Maybe there's just a misunderstanding about the POSIX APIs, or about
how OpenBSD implements them, or what alternative APIs exist.
Philip Guenther
Basically:
1. shm_mkstemp() will result in the creation of a file with a long
random name in /tmp, which is quite small on the target system (512M
mfs). The system has 4GB of RAM.
- The buffers tend to be somewhat large (several dozen MB
occasionally). I cannot create a shared memory segment larger than the
remaining free space on the /tmp FS. This creates an issue where
multiple applications have a buffer each.
- On a system where /tmp is a disk partition, this file does not
actually occupy any space until munmap() is called; this results in a
long pause as it writes the data to the disk.
This occurs even if shm_unlink() is called before the unmap/close.
In fact, shm_unlink() is called immediately after shm_mkstemp(), because
I only am interested in the descriptor from now on. This disk write is
unnecessary for shared memory; I don't want the file to persist at all.
When both the application and server are done with the buffer, all
should be gone.
- The only way to resolve the issue with disk I/O is to call
ftruncate(fd, 0) before munmap(), and even this only works where /tmp is
a huge MFS partition or a huge disk partition.

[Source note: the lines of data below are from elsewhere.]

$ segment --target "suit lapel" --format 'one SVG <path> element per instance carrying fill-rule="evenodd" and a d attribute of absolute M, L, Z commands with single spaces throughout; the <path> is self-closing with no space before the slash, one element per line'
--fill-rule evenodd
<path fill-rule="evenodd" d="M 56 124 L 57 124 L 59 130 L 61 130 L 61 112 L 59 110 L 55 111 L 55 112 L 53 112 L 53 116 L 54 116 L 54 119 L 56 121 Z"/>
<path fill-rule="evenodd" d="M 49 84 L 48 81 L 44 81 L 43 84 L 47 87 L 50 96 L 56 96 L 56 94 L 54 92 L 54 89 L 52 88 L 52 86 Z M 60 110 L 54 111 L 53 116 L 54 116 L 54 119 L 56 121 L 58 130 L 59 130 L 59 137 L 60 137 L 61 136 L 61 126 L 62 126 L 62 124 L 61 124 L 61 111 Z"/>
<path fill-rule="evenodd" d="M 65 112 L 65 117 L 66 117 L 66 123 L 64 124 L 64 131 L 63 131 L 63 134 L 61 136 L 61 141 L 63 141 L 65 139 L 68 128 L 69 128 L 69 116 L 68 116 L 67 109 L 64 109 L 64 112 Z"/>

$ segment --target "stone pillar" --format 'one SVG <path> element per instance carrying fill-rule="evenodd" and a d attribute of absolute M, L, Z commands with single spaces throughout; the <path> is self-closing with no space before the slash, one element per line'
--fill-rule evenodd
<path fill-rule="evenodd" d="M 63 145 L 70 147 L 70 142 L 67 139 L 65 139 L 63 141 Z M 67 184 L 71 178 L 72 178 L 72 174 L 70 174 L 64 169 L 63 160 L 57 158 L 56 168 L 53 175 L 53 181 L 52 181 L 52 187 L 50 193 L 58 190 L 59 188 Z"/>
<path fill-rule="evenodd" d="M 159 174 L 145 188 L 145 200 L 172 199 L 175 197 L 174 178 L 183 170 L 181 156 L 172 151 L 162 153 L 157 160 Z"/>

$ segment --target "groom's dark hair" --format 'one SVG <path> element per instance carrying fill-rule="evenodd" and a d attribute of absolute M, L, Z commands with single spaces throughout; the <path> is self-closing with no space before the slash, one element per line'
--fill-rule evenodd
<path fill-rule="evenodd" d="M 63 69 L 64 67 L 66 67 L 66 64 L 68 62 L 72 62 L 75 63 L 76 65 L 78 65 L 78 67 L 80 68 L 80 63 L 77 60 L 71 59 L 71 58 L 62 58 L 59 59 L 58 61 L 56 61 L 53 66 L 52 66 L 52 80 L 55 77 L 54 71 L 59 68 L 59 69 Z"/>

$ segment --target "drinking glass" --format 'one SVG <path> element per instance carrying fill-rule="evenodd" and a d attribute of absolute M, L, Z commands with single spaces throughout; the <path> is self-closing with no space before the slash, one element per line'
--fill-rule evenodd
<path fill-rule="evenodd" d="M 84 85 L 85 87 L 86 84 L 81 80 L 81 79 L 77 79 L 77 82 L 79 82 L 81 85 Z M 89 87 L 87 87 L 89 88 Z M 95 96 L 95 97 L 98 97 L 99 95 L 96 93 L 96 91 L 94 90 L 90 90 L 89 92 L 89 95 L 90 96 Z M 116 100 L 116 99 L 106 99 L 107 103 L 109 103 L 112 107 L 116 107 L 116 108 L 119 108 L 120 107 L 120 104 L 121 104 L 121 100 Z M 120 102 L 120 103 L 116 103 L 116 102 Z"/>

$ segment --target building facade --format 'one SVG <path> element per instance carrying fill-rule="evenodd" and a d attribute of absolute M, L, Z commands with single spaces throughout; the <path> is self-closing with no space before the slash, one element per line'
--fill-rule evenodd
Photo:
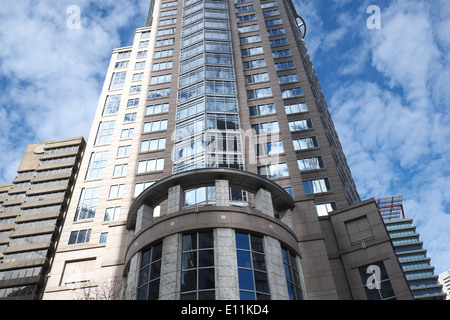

- There is a brief point in time (between shm_mkstemp() and
shm_unlink()) where a rogue application can grab the buffer file, call
ftruncate(), and map its contents, without either my server or
applications knowing. Whilst file permissions are good at stopping other
users accessing the segment, this goes against the idea that the app
To summarise, the major issue I am having is that the "shared memory"
buffer looks like a file on disk, and acts like a file on disk, rather
than a section of memory that I am sharing in between processes. As a
result, I need to have a huge /tmp file system just to accommodate the
buffer, regardless of how much RAM I have.
The problem I have with the SysV shm* API is that it gets hard to clean
up shared memory segments. Whilst that I can live with to some degree,
the biggest issue with it is the 32MB limit per segment
(kern.shminfo.shmmax).